ELDORADO
De tous les mirages qu’a fait naître la découverte de l’Amérique, aucun n’a été plus obstinément poursuivi, au prix d’incroyables fatigues, que celui de l’Eldorado. C’est à juste titre, sans doute, que le mot désigne, dans le langage courant, une contrée imaginaire aux richesses surabondantes. Mais avant que Voltaire ne transforme définitivemen le mythe en caricature en y situant un épisode de Candide, plusieurs générations d’aventuriers avaient ajouté foi à son existence, jusqu’à risquer fortune et vie à sa recherche. Si leur quête fiévreuse et dramatique n’a pas été couronnée de succès, elle a permis l’exploration du bassin de l’Orénoque et de toute la partie septentrionale de l’Amérique du Sud.

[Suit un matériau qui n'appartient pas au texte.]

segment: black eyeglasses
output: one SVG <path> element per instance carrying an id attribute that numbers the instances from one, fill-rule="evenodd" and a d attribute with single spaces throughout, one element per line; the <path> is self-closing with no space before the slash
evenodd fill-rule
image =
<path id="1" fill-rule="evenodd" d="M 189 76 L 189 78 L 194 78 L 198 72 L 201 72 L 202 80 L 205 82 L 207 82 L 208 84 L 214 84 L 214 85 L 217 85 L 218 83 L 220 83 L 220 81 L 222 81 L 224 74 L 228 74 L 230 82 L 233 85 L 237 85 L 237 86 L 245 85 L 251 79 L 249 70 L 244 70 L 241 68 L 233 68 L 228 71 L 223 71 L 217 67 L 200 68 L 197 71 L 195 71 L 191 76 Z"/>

Les illusions de la conquête
En dépit de sa force et de sa persistance, le mythe de l’Eldorado n’a été qu’une légende parmi celles, très nombreuses, qui ont constamment soutenu les espérances des conquistadores. Au vrai, c’est l’entreprise américaine tout entière qui baigne dans un climat de merveilleux dès le premier voyage de Colomb, convaincu qu’il touchait aux splendeurs de Cipango et du Cathay. Au contact du Nouveau Monde, les mythes traditionnels de l’Antiquité et du Moyen Âge retrouvent toute leur vigueur. La légende situait en Asie la fontaine de Jouvence et le fleuve du Paradis: c’est en Floride que Ponce de León crut les redécouvrir. Quant aux Amazones, plus d’un conquérant eût juré les avoir aperçues, dans la confusion de quelque combat, sur les plages du Yucatan ou sur les rives du grand fleuve auquel Orellana donna leur nom. Un des romans de chevalerie les plus en vogue au début du XVIe siècle, Las Sergas de Esplandián , situait loin dans l’Ouest, «à main droite des Indes, près du paradis terrestre», l’île fabuleuse de Californie où vivaient les farouches guerrières. Le fait que les anciens Mexicains désignaient l’Occident sous le nom de Cihuatlampa ou pays des femmes, ne pouvait qu’accréditer la légende. C’est en recherchant ces contrées fantastiques, sur la route de la mer du Sud et des îles à épices, que Cortés et ses rivaux explorèrent le nord-ouest du Mexique et découvrirent la pointe de la péninsule baptisée Californie en 1542.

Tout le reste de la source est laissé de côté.